Hace una semana se celebró el primero de los debates electorales entre los candidatos a la presidencia de los Estados Unidos, Donald Trump y Joe Biden, llevado a cabo en Cleveland, Ohio.

La disputa retórica entre los candidatos presidenciales de la unión americana, tradición arraigada en la cultura política estadounidense, debe propiciar un espacio para la discusión sobre los programas políticos representados por los aspirantes a la presidencia, mostrar las agendas de los proyectos en pugna.

Estos debates han tenido siempre el propósito de orientar la intención de voto del electorado estadounidense hacia la propuesta partidaria personal, pero, ante todo, resultan interesantes porque expresan signos de la atmósfera del tiempo prevaleciente en un momento determinado.

Así, en este debate podemos observar indicadores de ese fenómeno cultural tan distintivo de nuestro tiempo denominado posverdad y por qué el actual presidente de Estados Unidos se ha convertido en una de sus encarnaciones ejemplares.

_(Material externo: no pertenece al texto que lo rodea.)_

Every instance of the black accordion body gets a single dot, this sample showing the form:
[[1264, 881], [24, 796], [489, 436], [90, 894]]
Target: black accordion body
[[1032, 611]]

¿Cómo entender su rechazo hacia las normas mínimas de un debate razonable? ¿Cómo comprender su indiferencia a los argumentos racionales para contrarrestar las críticas a su gestión de la pandemia o a sus compromisos con la movilización supremacista blanca?

Un escenario que debía ser ejemplo del debate democrático fue convertido en un plató autoritario, con un presidente entregado al simulacro de la telebasura; sin el cuidado de las formas, imponiendo la vulgaridad, la elevación de la voz y el ataque personal. Todo ello avasallando con ímpetu de “macho alfa” presentado luego como indicador de superioridad personal.

La posverdad implica la cuestión problemática de que el acceso generalizado a los datos por parte de la ciudadanía, como resultado de la Revolución Digital, no ha impedido la marginación de la información y de la evidencia en el debate público por la adherencia emocional a una postura ideológica. En este contexto cultural el debate presidencial no permite explicitar temáticas, reformular problemas, estimular la discusión racional de la opinión pública. Se convierte en un acicate para la radicalización de las posturas previamente asumidas antes de la discusión.

La literatura sobre los prejuicios y los sesgos cognitivos ha indicado desde hace años que la incidencia de un debate político sobre la opinión de las personas es mínima. Pero toda sociedad democrática saludable necesita crear espacios para el debate crítico que sirvan de modelo para las generaciones que aún no han arraigado dogmas y deben convertirse ellos mismos en practicantes de la democracia. Los líderes políticos deben contribuir a la configuración de esos espacios. El “debate” de Cleveland no fue un ejemplo de como hacerlo.